Ontario criminal | Evidence
HEARSAY
Trial judge did not err in finding that interview statement was spontaneous
Accused’s boyfriend, L, killed complainant in his bedroom with knife while accused was standing outside residence with friend. Thirteen hours after complainant was killed, police interviewed accused about killing. Nearly six hours into interview, police informed accused that she was being charged with first degree murder, and she replied that she was innocent (“interview statement”). At accused’s trial, trial judge admitted interview statement as spontaneous out-of-court statement made when first confronted with accusation of crime. Accused was acquitted. Crown appealed. Appeal dismissed. Trial judge did not err in finding that accused was first confronted with accusation of committing crime during her police interview. Members of accused’s family confronted L and accused about what had happened to complainant and asked accused if he had killed her, but they did not accuse L of participating in murder.

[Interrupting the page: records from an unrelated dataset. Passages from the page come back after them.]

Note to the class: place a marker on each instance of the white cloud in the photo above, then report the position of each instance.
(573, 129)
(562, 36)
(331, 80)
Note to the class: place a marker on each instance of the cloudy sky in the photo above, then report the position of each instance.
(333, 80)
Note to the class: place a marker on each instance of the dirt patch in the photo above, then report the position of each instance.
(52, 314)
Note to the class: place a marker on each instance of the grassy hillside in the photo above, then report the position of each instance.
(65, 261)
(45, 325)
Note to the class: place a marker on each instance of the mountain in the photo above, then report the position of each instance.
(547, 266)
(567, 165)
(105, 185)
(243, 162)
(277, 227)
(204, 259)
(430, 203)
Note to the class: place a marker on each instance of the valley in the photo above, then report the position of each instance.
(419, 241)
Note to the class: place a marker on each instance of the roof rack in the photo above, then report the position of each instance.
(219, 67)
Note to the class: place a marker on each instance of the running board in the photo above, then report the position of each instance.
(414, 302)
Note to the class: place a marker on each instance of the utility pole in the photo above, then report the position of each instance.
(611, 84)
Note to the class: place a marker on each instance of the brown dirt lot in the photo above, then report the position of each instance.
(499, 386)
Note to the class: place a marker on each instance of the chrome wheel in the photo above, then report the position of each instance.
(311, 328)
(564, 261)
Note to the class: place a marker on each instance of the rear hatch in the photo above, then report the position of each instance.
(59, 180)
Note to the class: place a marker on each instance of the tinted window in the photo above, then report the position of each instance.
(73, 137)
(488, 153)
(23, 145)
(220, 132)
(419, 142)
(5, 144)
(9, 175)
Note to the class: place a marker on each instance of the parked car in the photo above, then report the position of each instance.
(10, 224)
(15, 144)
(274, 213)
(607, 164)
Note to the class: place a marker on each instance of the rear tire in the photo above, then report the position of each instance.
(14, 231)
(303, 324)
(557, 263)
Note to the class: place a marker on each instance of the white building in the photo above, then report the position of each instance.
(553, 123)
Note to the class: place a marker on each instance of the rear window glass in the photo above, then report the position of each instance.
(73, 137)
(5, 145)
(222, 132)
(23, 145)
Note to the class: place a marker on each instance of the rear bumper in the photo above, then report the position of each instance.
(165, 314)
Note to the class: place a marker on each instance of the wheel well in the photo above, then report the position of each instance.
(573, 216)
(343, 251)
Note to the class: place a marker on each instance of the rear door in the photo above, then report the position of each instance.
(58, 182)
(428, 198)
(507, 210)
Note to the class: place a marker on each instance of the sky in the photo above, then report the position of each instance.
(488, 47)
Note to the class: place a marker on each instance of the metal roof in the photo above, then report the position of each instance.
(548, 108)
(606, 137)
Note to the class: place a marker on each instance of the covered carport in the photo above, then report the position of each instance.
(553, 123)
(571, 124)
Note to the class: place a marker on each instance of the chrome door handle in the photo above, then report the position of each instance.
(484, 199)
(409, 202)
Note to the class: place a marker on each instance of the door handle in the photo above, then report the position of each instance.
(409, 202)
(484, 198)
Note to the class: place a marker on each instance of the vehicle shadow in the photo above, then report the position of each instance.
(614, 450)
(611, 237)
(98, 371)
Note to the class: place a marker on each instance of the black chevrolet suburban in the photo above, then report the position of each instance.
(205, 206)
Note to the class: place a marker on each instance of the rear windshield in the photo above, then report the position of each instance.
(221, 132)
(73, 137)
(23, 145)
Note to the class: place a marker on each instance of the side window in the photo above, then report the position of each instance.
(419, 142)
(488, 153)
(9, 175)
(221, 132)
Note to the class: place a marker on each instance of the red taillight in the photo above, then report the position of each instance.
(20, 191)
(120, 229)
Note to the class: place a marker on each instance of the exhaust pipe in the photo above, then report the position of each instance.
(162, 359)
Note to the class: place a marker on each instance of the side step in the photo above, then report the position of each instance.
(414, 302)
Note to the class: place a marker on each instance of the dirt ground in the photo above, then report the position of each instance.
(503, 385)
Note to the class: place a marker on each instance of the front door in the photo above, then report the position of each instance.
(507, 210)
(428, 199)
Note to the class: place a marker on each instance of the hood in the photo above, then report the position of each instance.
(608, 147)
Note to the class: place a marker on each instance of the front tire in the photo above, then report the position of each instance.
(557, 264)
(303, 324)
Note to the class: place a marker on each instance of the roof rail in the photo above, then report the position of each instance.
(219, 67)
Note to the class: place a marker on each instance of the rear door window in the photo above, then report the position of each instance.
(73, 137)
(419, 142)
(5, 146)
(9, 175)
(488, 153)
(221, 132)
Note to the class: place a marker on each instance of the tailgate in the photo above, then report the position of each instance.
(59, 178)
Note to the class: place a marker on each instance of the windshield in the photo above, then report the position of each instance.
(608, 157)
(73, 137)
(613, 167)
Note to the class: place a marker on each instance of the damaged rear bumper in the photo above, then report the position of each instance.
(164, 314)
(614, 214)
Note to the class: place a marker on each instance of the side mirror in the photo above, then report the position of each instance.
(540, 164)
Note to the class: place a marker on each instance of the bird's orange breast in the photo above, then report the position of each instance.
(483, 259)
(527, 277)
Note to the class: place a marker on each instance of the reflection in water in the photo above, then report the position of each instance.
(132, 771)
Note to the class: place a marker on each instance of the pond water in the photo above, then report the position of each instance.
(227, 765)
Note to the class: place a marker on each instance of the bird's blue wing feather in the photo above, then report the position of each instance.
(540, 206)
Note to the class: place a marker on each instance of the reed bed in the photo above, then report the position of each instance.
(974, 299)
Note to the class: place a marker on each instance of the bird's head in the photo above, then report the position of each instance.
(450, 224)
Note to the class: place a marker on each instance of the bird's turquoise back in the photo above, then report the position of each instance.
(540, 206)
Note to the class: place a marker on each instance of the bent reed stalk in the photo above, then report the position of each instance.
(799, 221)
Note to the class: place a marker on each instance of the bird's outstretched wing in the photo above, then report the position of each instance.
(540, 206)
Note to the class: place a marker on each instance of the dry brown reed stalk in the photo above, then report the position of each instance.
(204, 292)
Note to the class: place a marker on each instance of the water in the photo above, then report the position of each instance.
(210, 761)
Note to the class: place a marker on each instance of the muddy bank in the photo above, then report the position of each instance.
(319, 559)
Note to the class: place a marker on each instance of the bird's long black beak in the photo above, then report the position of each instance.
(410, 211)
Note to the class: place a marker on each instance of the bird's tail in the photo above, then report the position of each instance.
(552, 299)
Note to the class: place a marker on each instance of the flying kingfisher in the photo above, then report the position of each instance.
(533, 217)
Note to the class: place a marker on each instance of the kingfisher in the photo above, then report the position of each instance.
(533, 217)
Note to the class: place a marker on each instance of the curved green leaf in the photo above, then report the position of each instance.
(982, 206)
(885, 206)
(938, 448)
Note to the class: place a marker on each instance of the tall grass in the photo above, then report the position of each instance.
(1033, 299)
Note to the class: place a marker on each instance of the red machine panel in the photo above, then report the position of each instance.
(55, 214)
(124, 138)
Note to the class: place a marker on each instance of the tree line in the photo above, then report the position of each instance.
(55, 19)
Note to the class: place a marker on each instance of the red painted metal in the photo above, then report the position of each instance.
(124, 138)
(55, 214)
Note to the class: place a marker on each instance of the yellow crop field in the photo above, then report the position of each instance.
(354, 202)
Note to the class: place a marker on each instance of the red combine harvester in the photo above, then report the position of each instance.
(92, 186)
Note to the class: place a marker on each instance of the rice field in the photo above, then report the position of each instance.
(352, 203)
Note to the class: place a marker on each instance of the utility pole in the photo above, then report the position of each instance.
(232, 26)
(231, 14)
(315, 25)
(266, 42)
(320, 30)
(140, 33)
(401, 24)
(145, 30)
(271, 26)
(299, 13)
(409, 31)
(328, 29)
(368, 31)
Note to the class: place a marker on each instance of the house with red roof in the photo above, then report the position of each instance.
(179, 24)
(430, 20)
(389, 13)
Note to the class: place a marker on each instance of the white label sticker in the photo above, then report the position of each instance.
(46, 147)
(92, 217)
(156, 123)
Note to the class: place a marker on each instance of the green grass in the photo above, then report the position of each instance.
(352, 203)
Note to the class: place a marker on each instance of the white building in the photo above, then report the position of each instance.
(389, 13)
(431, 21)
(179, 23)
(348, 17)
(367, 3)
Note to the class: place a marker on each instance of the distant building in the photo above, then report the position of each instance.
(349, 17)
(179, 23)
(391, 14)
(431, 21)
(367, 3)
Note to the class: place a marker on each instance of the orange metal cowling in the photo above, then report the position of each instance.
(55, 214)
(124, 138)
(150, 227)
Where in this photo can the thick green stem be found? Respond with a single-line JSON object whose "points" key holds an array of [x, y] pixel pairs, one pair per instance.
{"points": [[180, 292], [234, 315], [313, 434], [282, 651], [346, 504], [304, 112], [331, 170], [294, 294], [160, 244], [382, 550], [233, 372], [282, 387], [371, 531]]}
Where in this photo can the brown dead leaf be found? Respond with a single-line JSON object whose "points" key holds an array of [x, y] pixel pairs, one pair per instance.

Trial judge did not err in finding that interview statement was spontaneous. Considerations supporting this finding included that trial judge expressly considered 13-hour gap between offence and interview statement and that he had advantage of comparing accused’s trial testimony to her police interview. Trial judge did not rely on presumption of innocence to wrongly assume that presumptively innocent person can never anticipate being confronted with charge of premeditated murder. Trial judge only said that in assessing whether interview statement was spontaneous, he could not presume that accused and L planned and executed murder and thus had time to concoct story. Appellate cases relied on by Crown on issue of spontaneity were distinguishable, since in those cases issue of spontaneous statement was not raised at trial. Trial judge did not err by failing to excise part of accused’s police interview before it was shown to jury. Editing out and isolating part of accused’s police interview would likely have undermined jury’s ability to assess probative value of interview statement.
R. v. Liard (Jun. 9, 2015, Ont. C.A., John Laskin J.A., Gloria Epstein J.A., and K. van Rensburg J.A., File No. CA C55410) 123 W.C.B. (2d) 550.